今、東北地方大震災で被災した人たちを見ると、そのときの気持ちを思い返してしまう。彼らの悲しみは自分には到底分からない。その悲しみの深さを推し量ることさえ出来ない。夜中に号泣して悲しみに暮れる妻の横に寄り添いながら、そっと肩を抱くことしか出来なかった時のような無力感に悩まされる。

悲しみはけっして共有出来ない。

共通の友人知人、家族などを亡くせば、ある程度は悲しみを分かち合うことは出来るかもしれないが、亡くなった当人との関係性はそれぞれに異なるので、その悲しみは孤独である。

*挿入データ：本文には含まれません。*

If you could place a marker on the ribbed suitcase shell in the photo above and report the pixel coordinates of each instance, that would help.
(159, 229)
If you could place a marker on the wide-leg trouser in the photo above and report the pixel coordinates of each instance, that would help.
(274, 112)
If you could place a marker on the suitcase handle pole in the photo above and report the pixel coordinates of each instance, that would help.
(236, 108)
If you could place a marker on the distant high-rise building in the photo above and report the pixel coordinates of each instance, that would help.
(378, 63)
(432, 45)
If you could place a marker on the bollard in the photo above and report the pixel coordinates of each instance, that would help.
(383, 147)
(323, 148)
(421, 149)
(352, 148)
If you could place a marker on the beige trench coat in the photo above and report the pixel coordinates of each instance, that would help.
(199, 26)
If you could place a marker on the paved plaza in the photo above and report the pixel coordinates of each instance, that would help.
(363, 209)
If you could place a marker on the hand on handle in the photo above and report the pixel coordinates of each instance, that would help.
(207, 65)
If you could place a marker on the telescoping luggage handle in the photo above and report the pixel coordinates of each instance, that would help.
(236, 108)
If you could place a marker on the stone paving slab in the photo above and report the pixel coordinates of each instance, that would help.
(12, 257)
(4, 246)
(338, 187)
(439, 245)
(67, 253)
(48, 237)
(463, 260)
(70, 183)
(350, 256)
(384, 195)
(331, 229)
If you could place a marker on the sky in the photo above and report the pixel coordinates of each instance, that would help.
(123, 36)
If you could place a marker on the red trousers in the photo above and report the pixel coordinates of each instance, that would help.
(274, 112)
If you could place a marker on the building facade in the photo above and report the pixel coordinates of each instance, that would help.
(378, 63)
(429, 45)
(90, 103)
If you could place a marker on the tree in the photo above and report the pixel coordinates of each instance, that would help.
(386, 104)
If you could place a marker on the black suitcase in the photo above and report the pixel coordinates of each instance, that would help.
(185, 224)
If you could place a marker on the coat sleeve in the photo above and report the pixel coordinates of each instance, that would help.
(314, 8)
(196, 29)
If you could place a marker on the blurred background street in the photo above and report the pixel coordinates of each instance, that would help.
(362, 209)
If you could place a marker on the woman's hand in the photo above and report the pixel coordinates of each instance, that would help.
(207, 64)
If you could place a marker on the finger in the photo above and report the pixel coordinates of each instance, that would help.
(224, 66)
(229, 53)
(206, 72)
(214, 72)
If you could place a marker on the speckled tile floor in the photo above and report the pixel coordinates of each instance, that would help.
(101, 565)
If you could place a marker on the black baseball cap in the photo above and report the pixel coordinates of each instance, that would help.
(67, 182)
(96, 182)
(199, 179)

今、日本全土を覆う「自粛せよ」という雰囲気に居心地の悪さを感じる。いつまで自粛すればいいのだろうか。彼らの悲しみは我々には決して理解出来ない。そのことを潔く認めて、いつもの生活を取り戻し、自分たちの仕事や趣味を通じて、間接的に彼らに貢献すればいい。

それでも人生は続く。

復興の道は長く険しい道になるかもしれない。そうであるならば、いち早く「表面的な自粛」こそ自粛して、平常時の生活を取り戻すべきだ。節電することも重要だが、歓送迎会を中止しても節電にはならない。おいしものを食べて、楽しい思いを自粛しても、被災した人たちの悲しみは変わらない。たくさんの人たちが楽しみにしていたようなイベントを中止することによって、人々から活力を奪い、ひいては経済に壊滅的なダメージを与える。

被災地以外に住んでいる我々は、「悲しみ」を自粛することによってのみ、彼らに貢献出来るのだ。